The question now, of course, is just how far Beckström can take his 
thesis. He has supporters who think similarly in the Pentagon, where 
senior military officials have mentioned his book while discussing 
computer security issues and in gatherings of computer security 
specialists in the few weeks prior to Beckström's selection.

As one such security consultant noted in an early March presentation to 
computer-system managers working for defense contractors, power 
companies, and universities: "What sense does it make to let the enemy 
know the Air Force has a Cyber Command up and running? Maybe it makes 
more sense to think as Rod Beckström advocates—dispersing our networks, 
spreading our response to them around, creating the same kind of 
uncertainty in their minds about where we are that we have about where 
they're coming from."

Federal bureaucracies have been struggling for years with hacker 
intrusions and attempts to manage varying efforts within agencies.

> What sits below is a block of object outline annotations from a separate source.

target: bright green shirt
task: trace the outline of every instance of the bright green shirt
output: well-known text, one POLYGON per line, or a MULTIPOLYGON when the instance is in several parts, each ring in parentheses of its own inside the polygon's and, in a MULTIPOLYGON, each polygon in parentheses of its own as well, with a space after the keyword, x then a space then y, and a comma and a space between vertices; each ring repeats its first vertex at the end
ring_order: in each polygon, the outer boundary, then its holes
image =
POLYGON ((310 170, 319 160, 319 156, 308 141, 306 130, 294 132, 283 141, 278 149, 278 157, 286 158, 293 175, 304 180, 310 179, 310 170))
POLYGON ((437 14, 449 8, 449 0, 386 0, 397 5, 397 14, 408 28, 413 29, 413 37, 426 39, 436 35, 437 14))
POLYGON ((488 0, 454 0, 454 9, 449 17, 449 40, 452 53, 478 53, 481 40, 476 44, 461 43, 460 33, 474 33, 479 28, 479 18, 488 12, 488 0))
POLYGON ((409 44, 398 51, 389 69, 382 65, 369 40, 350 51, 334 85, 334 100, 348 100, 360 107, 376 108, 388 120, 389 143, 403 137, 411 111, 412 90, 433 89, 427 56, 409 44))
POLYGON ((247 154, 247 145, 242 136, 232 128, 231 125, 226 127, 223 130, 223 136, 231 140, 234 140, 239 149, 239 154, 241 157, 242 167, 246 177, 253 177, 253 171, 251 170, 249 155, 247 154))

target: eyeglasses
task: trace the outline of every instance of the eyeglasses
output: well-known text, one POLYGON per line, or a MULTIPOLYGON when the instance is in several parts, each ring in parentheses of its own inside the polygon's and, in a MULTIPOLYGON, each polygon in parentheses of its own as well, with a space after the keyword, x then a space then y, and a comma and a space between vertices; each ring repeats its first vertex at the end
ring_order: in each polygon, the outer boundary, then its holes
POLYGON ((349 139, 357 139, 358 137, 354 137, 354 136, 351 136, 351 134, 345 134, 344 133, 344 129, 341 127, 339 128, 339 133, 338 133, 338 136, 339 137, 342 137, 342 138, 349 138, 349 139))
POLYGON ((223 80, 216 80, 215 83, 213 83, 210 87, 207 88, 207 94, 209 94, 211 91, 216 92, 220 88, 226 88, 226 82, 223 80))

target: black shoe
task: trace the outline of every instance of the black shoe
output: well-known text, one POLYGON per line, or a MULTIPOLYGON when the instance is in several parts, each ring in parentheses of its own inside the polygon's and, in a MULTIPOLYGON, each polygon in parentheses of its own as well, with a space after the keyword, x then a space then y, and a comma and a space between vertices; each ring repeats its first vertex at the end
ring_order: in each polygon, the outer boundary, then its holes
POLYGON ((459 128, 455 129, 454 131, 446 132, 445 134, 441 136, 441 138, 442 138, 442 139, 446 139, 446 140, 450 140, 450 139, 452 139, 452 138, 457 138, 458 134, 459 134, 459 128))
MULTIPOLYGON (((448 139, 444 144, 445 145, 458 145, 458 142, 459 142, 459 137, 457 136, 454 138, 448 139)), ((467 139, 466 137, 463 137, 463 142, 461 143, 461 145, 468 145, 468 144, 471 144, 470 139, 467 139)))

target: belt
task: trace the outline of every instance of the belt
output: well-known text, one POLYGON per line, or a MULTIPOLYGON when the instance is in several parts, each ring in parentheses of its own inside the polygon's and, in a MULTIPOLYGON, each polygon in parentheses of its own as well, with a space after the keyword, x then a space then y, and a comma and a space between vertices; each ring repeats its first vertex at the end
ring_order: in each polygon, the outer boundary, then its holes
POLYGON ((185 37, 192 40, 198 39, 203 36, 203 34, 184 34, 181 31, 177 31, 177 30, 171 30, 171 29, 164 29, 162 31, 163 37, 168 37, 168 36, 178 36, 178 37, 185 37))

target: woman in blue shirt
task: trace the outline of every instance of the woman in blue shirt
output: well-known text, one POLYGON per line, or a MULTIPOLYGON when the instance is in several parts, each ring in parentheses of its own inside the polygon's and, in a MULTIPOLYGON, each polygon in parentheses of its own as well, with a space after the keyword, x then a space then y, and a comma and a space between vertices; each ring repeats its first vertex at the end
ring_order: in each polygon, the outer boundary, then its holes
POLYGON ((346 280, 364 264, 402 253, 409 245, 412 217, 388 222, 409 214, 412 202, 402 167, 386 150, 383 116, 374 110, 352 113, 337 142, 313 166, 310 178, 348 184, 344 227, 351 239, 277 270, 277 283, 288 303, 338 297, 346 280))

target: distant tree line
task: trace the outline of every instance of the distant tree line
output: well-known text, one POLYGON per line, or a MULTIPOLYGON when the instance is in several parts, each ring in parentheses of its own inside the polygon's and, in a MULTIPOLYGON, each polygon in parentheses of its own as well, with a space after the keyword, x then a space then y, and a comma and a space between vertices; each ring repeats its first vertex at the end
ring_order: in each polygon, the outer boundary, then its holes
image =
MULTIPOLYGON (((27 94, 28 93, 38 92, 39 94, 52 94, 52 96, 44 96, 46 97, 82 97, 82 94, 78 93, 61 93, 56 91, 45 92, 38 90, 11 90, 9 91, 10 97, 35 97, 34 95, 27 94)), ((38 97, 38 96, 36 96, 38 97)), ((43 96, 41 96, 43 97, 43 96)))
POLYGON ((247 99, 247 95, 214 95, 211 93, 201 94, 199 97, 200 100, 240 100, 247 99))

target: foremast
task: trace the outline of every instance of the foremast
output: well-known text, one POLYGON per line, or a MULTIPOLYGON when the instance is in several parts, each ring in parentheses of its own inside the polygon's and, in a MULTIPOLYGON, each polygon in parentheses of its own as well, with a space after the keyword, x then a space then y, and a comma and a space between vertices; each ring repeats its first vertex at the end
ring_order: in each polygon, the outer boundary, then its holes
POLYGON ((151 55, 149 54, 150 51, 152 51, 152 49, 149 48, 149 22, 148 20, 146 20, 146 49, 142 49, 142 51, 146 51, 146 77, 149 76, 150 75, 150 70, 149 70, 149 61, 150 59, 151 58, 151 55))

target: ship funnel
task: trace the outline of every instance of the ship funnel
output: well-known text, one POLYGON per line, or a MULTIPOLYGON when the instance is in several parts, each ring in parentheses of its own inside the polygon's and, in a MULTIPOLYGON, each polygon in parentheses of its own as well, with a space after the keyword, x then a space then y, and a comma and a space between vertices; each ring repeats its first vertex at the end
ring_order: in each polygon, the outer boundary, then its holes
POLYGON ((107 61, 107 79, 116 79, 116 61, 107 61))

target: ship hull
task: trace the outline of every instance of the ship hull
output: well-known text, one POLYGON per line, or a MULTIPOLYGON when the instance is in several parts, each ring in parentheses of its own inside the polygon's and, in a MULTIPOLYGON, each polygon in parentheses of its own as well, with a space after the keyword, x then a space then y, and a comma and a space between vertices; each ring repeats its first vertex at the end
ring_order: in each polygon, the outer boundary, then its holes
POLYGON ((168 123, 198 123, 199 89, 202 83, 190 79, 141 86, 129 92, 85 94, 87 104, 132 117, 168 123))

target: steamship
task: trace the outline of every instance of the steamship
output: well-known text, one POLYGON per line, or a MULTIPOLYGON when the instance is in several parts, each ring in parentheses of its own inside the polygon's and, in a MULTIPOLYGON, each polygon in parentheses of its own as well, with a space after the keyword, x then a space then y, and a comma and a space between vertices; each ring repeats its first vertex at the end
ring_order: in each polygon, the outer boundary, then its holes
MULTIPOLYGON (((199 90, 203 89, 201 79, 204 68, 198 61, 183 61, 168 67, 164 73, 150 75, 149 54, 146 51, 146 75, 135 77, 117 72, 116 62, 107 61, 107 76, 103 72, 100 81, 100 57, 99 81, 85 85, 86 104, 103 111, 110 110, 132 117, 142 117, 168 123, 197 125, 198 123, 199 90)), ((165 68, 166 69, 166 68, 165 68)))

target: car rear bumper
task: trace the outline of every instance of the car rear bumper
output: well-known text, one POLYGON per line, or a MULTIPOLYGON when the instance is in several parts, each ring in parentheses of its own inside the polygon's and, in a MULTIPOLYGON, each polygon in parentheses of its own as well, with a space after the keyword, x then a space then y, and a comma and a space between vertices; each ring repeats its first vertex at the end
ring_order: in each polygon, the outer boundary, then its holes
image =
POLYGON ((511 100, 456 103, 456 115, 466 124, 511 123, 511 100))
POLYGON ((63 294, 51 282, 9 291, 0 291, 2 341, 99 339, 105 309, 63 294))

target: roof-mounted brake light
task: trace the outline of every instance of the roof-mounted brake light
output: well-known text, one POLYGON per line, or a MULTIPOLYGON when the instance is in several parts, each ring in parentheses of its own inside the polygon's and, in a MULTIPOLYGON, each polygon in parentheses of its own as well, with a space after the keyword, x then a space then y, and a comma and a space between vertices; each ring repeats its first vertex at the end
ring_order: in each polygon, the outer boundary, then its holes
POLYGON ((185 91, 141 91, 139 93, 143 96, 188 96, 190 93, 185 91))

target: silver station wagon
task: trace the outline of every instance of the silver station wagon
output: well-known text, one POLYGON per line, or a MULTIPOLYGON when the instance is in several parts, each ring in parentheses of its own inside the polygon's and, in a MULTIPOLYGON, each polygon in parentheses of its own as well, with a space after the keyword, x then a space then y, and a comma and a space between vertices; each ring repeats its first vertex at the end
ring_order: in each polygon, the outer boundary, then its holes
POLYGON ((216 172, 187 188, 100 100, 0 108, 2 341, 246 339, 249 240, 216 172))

But 
despite new laws and rules, new programs within individual agencies, and 
a 2003 national "strategy" intended to secure cyberspace, many 
government networks remain insecure. The General Accountability Office, 
the investigatory arm of Congress, last October noted that agencies 
often lack information security on their networks and had not secured 
data.

"We're simply stalled as a nation when it comes to cybersecurity," says 
Vic Maconachy, a former top computer science official with the National 
Security Agency. "We can no longer wait for someone to come along and 
lead the way."

The impulse for a coordinated fix is now accompanied in some circles by 
a yearning for a decentralized approach. Cybersecurity specialist Paul 
Kurtz, a former homeland security and national security official during 
the Bush and Clinton administrations, is among Beckström's fans.

"Rod can help the government bureaucracy help itself," says Kurtz. 
"Rather than centralized command and control, Rod brings new thinking 
about how decentralized organizations can help defend government 
networks."

Beckström has made no bones about his criticism of the Bush 
Administration's approach to terrorism. "After 9/11…we took all the 
different police forces and intelligence forces and put them all under 
Homeland Security," he noted in a Jan. 1, 2007, interview with The 
Washington Post. "That was a major centralization move, and typical: 
When a fairly centralized player gets attacked by a decentralized force, 
like al Qaeda, the first reaction is to centralize further, and that's 
usually a strategic mistake." Added Beckström in that interview: "We can 
centralize our opponents and decentralize our own activity."


A Serial Entrepreneur

Homeland Security Secretary Michael Chertoff welcomed Beckström in a 
brief statement, saying he would help government agencies "implement 
cyber security strategies in a cohesive way" and improve "situational 
awareness and information sharing." Chertoff noted Beckström has "unique 
entrepreneurial and creative business thinking." A Homeland Security 
spokeswoman says Beckström is currently declining requests for 
interviews.

Twiki.net, an open-source collaboration platform for businesses, 
including many blue chip companies, replaced its co-founder with Thomas 
Barton as interim CEO.

A native Oklahoman, Beckström started his first company at age 24 in a 
garage apartment. He was attending Stanford Business School at the time, 
and had previously worked in London for two years as a derivatives 
trader at Morgan Stanley (MS). By stringing together student and other 
loans, he created financial software that eventually became CATS 
Software. The software helped banks estimate the risk of derivatives 
used as a hedge against losses in currency and interest rates.

Beckström co-founded Mergent Systems, eventually sold to Commerce One, 
and has been an adviser to venture capitalists. He also serves on boards 
of African microlender Jamii Bora Trust and the Environmental Defense 
Fund.

Epstein is a correspondent in BusinessWeek's Washington bureau.